I humbly submit that it is time to revive our long-dead document. To place an order to form a More Perfect Union. Because while I must admire the writings of James Madison and his “assembly of demigods” in Philadelphia, I take to heart the words of Jefferson: “The earth belongs always to the living generation.” He was, of course, talking about me. I am a member of that living generation. And assuming that you are reading this—and that you are not a zombie—you are, too.
For my part, I have spent the last three years (nights and weekends, mainly) consulting with Jefferson, and confabbing with Madison.
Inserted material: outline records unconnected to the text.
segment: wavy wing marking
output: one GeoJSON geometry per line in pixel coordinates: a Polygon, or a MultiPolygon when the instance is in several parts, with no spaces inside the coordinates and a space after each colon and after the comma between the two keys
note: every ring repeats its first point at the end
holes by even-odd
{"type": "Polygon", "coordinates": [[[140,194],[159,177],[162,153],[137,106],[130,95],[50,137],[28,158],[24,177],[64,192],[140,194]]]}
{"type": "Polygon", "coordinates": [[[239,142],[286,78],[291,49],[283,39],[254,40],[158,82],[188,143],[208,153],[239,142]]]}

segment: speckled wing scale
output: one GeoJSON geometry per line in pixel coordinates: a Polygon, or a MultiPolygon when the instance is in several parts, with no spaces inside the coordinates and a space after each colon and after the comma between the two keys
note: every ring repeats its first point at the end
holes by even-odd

To research my book Me the People—in which I have rewritten the entire Constitution of the United States—I flew to Greece, the birthplace of democracy. I bused to Philly, the home of independence. I even, if you can believe it, read the Constitution of the United States.
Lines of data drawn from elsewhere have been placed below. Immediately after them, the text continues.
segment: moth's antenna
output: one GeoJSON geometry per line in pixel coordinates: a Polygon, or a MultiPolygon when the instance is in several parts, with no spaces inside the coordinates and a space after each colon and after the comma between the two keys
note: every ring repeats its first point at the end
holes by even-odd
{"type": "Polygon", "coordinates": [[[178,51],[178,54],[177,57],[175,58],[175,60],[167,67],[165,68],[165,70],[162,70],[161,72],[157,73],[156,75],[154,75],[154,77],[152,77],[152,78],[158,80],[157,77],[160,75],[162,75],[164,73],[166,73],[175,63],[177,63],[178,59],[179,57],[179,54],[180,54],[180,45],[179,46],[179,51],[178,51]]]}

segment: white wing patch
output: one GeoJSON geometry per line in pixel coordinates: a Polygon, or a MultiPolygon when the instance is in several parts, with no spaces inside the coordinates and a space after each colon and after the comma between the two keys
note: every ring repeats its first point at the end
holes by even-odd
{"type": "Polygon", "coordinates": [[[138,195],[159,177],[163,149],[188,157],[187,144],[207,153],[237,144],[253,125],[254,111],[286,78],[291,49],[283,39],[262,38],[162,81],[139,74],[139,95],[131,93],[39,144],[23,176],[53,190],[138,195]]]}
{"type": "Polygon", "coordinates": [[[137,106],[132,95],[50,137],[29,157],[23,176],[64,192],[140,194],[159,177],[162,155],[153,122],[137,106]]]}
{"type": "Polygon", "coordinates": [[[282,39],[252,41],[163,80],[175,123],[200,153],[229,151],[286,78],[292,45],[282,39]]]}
As our wily neighbor from the north vies for global constitutional dominance, I only regret that I have but one opinion to give for my country. But together, We the People can fight back against They the Canucks. So join me, won’t you? I call on you, my fellow patriots, to rise up. To pay every price, and bear every burden to keep America’s founding document the Best Founding Document Ever. Forget Occupy Wall Street. To you I say, Occupy Independence Hall. Or at least, help me rewrite the Constitution. Propose a change. Revise a clause. Suggest your very own amendment to ratify. And submit an amendment by clicking the "Enter Your Idea" button. Then come right back to comment on other Slate readers’ ideas. Slate staffers and others will stop by from time to time to present their own modest proposals for improving on the founders’ work; tell us why we’re right, and where we’re wrong. You can also send your proposals to @kevinbleyer and @Slate, hashtag #methepeople. Voting will end June 19 and we’ll announce the winners, fittingly, in time for Independence Day. It’s not much, but it’s what @thomasjefferson would do. #every19years
Corrections, June 1, 2012: This article originally called the U.S. Constitution “the longest-surviving written charter of any government on earth.” The constitution of Massachusetts predates it, though among national charters, the U.S. Constitution is the longest-surviving. The article also originally referred to New York’s two NFL teams. There are three: the Jets, the Giants, and the Buffalo Bills.